Ce qui a surtout fait date, c’est l’approche “immersive sim” : une action-RPG où l’on peut parvenir aux objectifs de différentes manières, parfois dans un ordre au choix, tout en profitant de l’exploration. Le jeu ne sacrifie pas sa narration à la liberté. Au contraire, il agit comme une préquelle et met en scène la montée de la discrimination envers les personnes augmentées mécaniquement, tissant une toile où complots, commentaires sociaux et retournements s’enchaînent sans perdre le fil.
Le Director’s Cut et la promesse de plus de solutions
Pour la Wii U, Eidos-Montréal et son sous-traitant Straight Right ont fait évoluer le projet avec une version Director’s Cut, “revue et corrigée”. L’intérêt principal : proposer davantage de solutions pour abattre les boss, sans dépendre systématiquement de la manière forte. L’idée était particulièrement importante car la version de base pénalisait davantage les spécialistes de l’infiltration ainsi que les approches pacifistes.

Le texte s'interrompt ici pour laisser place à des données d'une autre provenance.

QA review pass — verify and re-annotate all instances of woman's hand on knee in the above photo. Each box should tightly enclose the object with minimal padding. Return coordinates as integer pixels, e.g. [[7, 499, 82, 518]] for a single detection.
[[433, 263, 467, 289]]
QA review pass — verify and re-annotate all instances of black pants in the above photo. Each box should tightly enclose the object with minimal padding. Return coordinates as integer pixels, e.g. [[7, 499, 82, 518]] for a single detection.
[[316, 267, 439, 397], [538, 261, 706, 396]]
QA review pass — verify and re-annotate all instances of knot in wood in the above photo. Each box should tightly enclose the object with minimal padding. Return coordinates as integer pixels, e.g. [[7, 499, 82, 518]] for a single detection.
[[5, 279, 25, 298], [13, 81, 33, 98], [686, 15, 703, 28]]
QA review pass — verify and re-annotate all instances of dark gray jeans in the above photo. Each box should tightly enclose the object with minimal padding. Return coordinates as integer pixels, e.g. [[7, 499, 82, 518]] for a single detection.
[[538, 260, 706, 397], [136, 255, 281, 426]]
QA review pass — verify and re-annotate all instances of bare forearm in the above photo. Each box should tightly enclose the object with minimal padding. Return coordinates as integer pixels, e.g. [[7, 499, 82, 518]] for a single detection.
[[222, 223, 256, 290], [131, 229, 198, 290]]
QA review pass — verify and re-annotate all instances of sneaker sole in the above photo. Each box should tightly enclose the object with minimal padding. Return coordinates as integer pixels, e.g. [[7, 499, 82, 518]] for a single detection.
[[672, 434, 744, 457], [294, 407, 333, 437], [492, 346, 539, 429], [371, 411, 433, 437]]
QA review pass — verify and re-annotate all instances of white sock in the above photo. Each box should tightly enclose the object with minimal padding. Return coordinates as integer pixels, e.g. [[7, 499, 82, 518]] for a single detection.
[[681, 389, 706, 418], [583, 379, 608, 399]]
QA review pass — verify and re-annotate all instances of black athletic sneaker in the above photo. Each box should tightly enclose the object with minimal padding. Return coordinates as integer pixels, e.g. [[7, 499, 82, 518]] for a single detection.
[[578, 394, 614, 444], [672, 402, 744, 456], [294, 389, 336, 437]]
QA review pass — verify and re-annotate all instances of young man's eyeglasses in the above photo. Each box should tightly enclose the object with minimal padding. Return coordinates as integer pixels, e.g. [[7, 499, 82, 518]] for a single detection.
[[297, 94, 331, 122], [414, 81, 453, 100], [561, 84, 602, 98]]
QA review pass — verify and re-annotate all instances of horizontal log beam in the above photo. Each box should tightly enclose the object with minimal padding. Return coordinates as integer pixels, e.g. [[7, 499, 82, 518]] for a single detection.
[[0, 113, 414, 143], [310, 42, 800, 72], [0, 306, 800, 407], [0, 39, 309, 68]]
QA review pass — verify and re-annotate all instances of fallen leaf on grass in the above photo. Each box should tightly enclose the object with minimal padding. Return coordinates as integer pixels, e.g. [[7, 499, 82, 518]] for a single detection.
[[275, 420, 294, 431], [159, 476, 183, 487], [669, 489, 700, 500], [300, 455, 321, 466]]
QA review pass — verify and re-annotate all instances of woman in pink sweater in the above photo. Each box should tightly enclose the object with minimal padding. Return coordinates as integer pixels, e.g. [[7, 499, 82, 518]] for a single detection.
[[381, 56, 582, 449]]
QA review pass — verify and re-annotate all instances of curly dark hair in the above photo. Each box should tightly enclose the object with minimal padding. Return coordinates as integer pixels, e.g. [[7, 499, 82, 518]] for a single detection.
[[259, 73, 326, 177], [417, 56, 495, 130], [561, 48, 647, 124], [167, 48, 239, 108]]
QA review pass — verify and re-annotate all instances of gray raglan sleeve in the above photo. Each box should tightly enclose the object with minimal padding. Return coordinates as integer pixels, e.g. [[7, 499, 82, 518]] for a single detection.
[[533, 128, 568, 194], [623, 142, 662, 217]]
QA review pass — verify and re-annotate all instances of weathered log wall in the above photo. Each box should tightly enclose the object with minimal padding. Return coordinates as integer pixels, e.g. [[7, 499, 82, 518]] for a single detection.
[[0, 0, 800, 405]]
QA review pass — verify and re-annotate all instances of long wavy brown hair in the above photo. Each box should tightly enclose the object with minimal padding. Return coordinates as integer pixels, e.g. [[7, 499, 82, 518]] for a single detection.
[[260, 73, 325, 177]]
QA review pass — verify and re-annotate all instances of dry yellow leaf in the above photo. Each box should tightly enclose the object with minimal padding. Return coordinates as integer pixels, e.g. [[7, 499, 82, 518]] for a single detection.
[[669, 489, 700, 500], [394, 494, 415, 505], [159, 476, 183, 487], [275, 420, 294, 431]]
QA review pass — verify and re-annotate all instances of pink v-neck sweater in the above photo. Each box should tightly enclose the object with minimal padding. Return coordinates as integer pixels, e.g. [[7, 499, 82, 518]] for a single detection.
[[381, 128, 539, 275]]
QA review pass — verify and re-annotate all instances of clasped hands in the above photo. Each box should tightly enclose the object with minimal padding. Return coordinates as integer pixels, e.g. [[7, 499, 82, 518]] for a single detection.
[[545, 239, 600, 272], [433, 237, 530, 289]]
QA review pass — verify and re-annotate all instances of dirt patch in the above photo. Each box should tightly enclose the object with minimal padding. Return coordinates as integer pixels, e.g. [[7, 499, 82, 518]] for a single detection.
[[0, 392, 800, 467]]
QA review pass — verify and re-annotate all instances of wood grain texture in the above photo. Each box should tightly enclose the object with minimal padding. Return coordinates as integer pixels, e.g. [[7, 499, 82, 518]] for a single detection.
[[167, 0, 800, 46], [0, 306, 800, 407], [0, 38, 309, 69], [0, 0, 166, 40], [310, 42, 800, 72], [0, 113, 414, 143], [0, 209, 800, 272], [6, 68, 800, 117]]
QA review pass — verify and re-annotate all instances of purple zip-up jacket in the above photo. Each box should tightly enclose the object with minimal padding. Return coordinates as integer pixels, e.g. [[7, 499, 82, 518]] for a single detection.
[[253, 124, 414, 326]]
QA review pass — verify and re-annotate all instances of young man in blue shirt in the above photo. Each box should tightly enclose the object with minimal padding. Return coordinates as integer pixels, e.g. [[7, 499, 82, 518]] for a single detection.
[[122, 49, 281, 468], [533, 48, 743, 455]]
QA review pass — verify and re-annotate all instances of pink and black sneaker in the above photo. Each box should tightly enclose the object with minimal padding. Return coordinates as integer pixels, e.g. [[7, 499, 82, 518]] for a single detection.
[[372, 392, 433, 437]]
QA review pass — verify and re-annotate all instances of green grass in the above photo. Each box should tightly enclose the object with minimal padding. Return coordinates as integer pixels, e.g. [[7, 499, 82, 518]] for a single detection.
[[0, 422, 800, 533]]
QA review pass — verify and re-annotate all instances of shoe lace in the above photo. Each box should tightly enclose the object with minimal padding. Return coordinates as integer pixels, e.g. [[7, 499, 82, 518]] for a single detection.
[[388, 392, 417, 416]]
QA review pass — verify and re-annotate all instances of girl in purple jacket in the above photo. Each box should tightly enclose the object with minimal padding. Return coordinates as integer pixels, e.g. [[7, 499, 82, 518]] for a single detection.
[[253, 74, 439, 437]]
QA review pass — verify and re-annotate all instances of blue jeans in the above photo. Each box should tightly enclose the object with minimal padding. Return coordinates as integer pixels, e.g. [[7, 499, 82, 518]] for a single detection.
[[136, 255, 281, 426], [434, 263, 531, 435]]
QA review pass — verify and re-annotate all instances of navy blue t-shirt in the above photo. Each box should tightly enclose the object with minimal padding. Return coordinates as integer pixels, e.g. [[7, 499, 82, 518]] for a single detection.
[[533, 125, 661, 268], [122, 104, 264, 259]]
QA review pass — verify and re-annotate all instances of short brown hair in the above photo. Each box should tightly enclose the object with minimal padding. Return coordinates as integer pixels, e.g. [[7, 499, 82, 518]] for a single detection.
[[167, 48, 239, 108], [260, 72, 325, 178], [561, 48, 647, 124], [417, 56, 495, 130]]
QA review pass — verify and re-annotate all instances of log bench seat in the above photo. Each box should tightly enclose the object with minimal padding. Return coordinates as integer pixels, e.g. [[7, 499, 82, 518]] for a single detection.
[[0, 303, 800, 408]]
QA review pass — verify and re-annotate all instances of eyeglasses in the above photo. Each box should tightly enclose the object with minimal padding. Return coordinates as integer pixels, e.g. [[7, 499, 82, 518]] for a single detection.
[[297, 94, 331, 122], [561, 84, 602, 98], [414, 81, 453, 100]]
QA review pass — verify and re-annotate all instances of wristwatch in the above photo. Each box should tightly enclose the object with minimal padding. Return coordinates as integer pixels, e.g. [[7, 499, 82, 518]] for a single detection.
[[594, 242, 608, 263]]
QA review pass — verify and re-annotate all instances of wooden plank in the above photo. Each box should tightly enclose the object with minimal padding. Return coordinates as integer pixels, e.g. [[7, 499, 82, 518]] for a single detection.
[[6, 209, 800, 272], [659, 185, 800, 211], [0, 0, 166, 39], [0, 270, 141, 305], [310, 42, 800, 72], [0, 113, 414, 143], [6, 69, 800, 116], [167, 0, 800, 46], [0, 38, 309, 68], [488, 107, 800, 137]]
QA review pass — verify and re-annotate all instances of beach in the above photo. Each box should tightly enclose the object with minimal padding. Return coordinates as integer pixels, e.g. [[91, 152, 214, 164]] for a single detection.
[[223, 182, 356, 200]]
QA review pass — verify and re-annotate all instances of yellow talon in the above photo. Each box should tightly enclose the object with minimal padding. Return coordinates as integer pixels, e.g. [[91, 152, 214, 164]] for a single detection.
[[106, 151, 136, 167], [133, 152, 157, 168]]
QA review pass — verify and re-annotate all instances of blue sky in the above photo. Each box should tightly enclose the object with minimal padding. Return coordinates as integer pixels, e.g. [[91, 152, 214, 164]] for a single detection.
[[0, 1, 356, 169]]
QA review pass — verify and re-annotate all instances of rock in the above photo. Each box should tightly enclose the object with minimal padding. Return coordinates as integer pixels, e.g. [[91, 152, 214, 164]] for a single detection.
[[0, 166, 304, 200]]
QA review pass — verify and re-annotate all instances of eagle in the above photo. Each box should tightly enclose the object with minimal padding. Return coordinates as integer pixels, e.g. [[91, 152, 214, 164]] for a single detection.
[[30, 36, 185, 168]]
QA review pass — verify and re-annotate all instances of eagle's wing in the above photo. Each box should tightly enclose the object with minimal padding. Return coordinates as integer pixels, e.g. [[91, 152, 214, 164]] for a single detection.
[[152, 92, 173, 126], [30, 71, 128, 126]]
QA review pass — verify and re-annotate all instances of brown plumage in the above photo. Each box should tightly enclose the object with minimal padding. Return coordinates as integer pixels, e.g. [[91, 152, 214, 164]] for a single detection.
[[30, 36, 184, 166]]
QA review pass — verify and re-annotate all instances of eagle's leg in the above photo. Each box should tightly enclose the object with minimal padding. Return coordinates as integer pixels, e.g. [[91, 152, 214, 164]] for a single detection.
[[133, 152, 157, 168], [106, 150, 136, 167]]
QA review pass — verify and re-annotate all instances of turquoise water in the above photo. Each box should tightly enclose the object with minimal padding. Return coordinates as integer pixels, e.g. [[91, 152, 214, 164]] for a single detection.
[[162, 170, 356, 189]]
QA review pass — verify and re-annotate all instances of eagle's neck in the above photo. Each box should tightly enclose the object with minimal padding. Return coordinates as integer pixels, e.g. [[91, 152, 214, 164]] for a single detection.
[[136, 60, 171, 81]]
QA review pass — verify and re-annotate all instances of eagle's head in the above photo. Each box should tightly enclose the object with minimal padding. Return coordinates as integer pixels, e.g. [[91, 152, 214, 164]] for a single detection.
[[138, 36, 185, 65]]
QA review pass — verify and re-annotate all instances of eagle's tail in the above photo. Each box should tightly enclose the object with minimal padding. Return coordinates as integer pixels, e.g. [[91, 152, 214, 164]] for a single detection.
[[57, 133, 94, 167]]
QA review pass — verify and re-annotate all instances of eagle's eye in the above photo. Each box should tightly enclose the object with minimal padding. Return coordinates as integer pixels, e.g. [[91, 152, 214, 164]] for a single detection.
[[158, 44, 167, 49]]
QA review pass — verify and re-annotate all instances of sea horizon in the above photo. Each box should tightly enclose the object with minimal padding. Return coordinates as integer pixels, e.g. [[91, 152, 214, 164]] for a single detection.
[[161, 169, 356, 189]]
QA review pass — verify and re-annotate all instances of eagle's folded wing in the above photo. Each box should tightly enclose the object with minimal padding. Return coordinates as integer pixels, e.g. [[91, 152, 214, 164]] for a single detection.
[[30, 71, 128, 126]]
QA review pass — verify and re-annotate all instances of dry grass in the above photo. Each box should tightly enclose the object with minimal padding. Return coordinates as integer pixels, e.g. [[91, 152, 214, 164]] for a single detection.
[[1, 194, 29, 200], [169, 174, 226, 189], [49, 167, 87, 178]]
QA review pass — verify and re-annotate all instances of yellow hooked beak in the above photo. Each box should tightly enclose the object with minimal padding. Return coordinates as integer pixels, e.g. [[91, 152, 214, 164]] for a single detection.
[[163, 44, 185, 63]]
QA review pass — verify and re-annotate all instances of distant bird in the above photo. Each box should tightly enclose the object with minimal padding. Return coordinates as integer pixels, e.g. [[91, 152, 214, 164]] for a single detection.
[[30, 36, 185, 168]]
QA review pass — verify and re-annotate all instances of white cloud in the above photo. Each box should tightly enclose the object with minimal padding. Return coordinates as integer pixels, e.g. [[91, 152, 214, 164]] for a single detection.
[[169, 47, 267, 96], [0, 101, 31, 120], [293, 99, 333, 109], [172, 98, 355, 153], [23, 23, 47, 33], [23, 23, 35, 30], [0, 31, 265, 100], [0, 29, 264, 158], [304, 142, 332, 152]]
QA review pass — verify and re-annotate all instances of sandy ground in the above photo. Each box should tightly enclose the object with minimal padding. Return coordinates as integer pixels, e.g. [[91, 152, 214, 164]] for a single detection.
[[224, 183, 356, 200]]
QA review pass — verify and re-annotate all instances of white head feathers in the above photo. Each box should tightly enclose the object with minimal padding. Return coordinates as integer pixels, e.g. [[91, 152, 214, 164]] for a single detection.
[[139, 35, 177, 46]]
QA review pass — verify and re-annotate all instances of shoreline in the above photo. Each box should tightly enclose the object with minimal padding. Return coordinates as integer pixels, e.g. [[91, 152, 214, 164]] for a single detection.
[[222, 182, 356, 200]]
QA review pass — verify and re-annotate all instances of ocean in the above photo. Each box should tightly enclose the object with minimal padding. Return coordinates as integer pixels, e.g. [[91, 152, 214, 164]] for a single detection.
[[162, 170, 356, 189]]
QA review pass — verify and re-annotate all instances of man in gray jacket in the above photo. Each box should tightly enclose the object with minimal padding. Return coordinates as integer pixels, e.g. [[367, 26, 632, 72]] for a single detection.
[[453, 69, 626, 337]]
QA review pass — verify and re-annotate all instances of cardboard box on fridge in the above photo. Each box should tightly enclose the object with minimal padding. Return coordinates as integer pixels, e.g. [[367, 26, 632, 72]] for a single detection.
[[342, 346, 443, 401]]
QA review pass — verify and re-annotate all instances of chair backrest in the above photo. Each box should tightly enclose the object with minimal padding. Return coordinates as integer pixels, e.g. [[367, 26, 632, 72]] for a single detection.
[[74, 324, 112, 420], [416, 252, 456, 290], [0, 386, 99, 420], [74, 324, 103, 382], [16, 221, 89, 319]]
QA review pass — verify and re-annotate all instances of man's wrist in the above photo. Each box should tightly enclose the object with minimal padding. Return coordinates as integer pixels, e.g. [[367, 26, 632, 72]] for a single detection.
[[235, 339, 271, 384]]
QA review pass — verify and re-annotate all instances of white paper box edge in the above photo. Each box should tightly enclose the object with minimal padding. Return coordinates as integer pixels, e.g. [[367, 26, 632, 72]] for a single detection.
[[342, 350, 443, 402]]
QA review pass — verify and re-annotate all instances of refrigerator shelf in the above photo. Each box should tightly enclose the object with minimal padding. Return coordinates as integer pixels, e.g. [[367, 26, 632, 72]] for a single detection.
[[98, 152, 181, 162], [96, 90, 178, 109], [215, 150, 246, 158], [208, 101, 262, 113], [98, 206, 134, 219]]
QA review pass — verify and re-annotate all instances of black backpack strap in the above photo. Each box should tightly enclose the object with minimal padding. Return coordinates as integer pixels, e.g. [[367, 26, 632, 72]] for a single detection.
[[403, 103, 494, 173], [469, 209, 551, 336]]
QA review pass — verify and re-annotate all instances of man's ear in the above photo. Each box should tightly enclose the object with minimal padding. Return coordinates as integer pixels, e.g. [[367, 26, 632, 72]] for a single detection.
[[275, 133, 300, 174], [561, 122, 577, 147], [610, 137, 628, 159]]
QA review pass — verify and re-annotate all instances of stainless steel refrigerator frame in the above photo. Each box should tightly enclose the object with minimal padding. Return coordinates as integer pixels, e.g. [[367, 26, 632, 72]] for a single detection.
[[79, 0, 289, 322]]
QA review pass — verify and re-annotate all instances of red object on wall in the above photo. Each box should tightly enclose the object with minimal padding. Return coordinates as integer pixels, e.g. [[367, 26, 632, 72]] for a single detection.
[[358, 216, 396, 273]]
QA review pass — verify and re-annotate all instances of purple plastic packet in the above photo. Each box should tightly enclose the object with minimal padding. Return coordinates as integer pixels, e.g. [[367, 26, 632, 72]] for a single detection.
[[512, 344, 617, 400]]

La mise à jour inclut aussi des retouches sur l’éclairage et les ombres, des commentaires audio des développeurs, et un court documentaire. Le Director’s Cut a ensuite quitté la Wii U pour arriver au plus grand nombre.
DLC, ellipse narrative… et une époque qui change
Human Revolution a aussi servi d’exemple d’un travers de son temps : l’intégration d’un pan narratif en DLC pour pousser à l’achat. L’extension The Missing Link se déroule pendant une ellipse clairement indiquée dans le jeu principal. Adam Jensen y est capturé durant un long trajet en bateau, puis doit s’échapper de ses tortionnaires.
Le texte souligne toutefois un point qui change la donne : il s’agirait d’un DLC “imprévu” au bon sens du terme, puisque les développeurs auraient comblé un trou d’histoire avec un contenu additionnel plutôt qu’avec une simple mission opportuniste. Néanmoins, à la sortie, la démarche n’était pas sans laisser un goût amer, et le contraste serait encore plus flagrant aujourd’hui.
Une suite en difficulté, et le studio qui s’éparpille
Malgré ces imperfections, Deus Ex: Human Revolution demeure présenté comme l’un des jeux cultes de son époque. Le propos relie son destin à l’extinction annoncée de la génération PS3/PS360, et rappelle que le studio n’a pas eu la chance de dérouler une trajectoire simple par la suite.
Deus Ex: Mankind Divided est décrit comme un échec commercial et la fin de la trilogie d’Adam Jensen reste “en suspens”. Plus largement, Marvel’s Guardians of the Galaxy aurait aussi été jugé comme un échec par son éditeur Square Enix. En parallèle, Eidos-Montréal se retrouve cantonné à du codéveloppement : Grounded 2 et Fable, au moins pour “mettre du pain sur la table”.
Côté projets, Hell is Us a déjà pris le relais côté création, pendant que le remaster confié à Aspyr attend encore une nouvelle date de sortie. Pour la franchise Deus Ex, l’avenir est présenté comme appartenant désormais au passé.
Hell is Us : le prochain chapitre de l’équipe
Pour retrouver l’esprit de Human Revolution, le texte pointe une continuité directe : Jonathan Jacques-Belletête, directeur artistique, travaille actuellement chez Rogue Factor sur Hell is Us, un jeu d’action-aventure prévu pour le 4 septembre. Il sera disponible sur PC, PS5 et Xbox Series.
En attendant, la nostalgie s’accroche à Adam Jensen—et à cette sensation rare d’avoir été libre d’approcher le jeu comme on l’entendait, sans perdre l’impact du récit.